Friday, May 4, 2012

Being Julia

This week the Obama Campaign created a fictional character named "Julia" to showcase the President's initiatives on behalf of women.  The purpose of this interactive campaign is to allow Americans to "Take a look at how President Obama's policies help one woman over her lifetime—and how Mitt Romney would change her story."  To visit the page with Julia's story visit http://www.barackobama.com/life-of-julia.

The interactive slides take us from Julia at 3 years old when she enters headstart to the her retirement at age 67 when she begins drawing a comfortable Social Security.  Julia is able to get her education and then go to work as a web designer.   She is able to postpone having children until she is ready and when she does have a child--no mention of marriage at all--her maternity bills are covered under Obama care. She gets a loan to start her own business through the SBA and lives happily ever after until she is ready to retire.

Yesterday I received an award from the regional SBA as the Minority Small Business Champion of the Year for 2012 because of my work with the El Paso Hispanic Chamber of Commerce. The awards luncheon was part of national small business week, which has been recognized by every president since 1963. We heard a lot of speeches about how the President is committed to the growth of small business.  When I received my award, I mentioned in my speech that I have been in business for just over fourteen years.  What I did not say, is that thanks to the regulations of the Obama Administration, our mortgage company  is now weeks away from closure. For that reason, I decided to take a look at the "The Life of Julia" if she had chosen a different profession--say financial services or real estate.

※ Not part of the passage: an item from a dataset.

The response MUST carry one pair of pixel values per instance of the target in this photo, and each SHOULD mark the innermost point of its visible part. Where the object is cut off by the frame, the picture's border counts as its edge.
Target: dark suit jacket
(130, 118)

If Julia had chosen to become a mortgage broker or loan originator--as many women did since these professions required attention to detail and solid customer service skills, which are areas where women tend to excel--she would now be losing her business.  Since 2009, she would have been required to meet increasing regulatory requirements, including passing a state and federal test and a criminal background check--requirements that her brothers and sisters employed by banks would not have to comply with.  She would have been required to sign restrictive contracts with the lenders she worked with which would not allow her to compete against banks for business since she would not have the ability to negotiate her fees.  And now, she would be weeks away from having her income cut off totally as the Consumer Financial Protection Bureau is about to regulate that all total fees on qualified mortgages cannot exceed 3% of the loan amount--leaving Julia no ability to get paid.  Julia would be in the process of closing her business and looking for a job in an environment where actual unemployment and underemployment is rumored to be about 19% of the population.

If Julia had chosen to make her living as a real estate agent--another profession which typically appeals to women--she would be trying to work in an environment of continuing declining home values.  Home ownership has now reached its lowest point in 15 years.  Restrictive lending guidelines mean that she would show houses to families who do not qualify to purchase because they have too much debt or or they have credit issues or they cannot get get together the downpayment.  And when the qualified mortgages are put into place, she would find that the already small pool of eligible buyers will further shrink until she too needs to seek other employment. (As an aside, I notice that there is no point in "The Life of Julia" where she decides to purchase her own home--probably because her chances of qualifying for a home of her own will be next to zero in the new environment.)

If Julia had decided to be an independent securities broker, she would probably be looking at closing her firm rather than trying to navigate the difficult regulatory environment created by Dodd Frank. Independent securities brokers are a declining breed--according to Investor News, 93 broker-dealer firms closed their doors in the first quarter of 2012.  The average net loss of broker-dealer firms is 10 per month and as strict new regulations raise the cost of doing business, more and more small firms are expected to disappear. Investor News quotes David Alsup,  national director of business development with the Compliance Department, “I don't see an end to the steady downtick. And I don't see an uptick for a while. You just can't be a two-man shop and hire a $70,000-per-year compliance officer and stay in business.”

If Julia had chosen any of these professions, she would be drowning in a sea of regulations which would eat up her savings and any cash that came into the business.  These business-killing regulations hurt women--either directly as the owners, or indirectly as the wives of owners--because, of course, in real life many women are married and depend on both incomes.  Or, in the case of the fictional Julia, they hurt women peripherally--as businesses lose all of their cash to regulations and taxes and are ultimately forced to close their doors, the real life web-designing Julia cannot find enough paying customers to keep her own doors open.

"The Life of Julia" implies that all women are needy nit-wits who want a nanny state and need only to be assured that the government is going to support us.  As a single woman who has been self-employed for fourteen years, I find that pretty insulting.   I chose to work for myself because I believed that I could make a better future for myself than any corporation was going to give me.  I needed neither a hand out nor a hand up--I just needed for the government to leave me alone and let me work.  Instead, my business has been crushed under a mountain of regulations designed to favor large corporations while destroying small players. 

If Obama wanted to help women, he would take the shackles off of business.  By allowing small businesses to prosper, he would create an environment in which men and women can succeed on their own merits.  A capitalist free market is the only answer for women, men and the society at large.  Mitt Romney has promised us that, and personally I am hoping that he can change my story and the story of millions of other small business owners across the nation.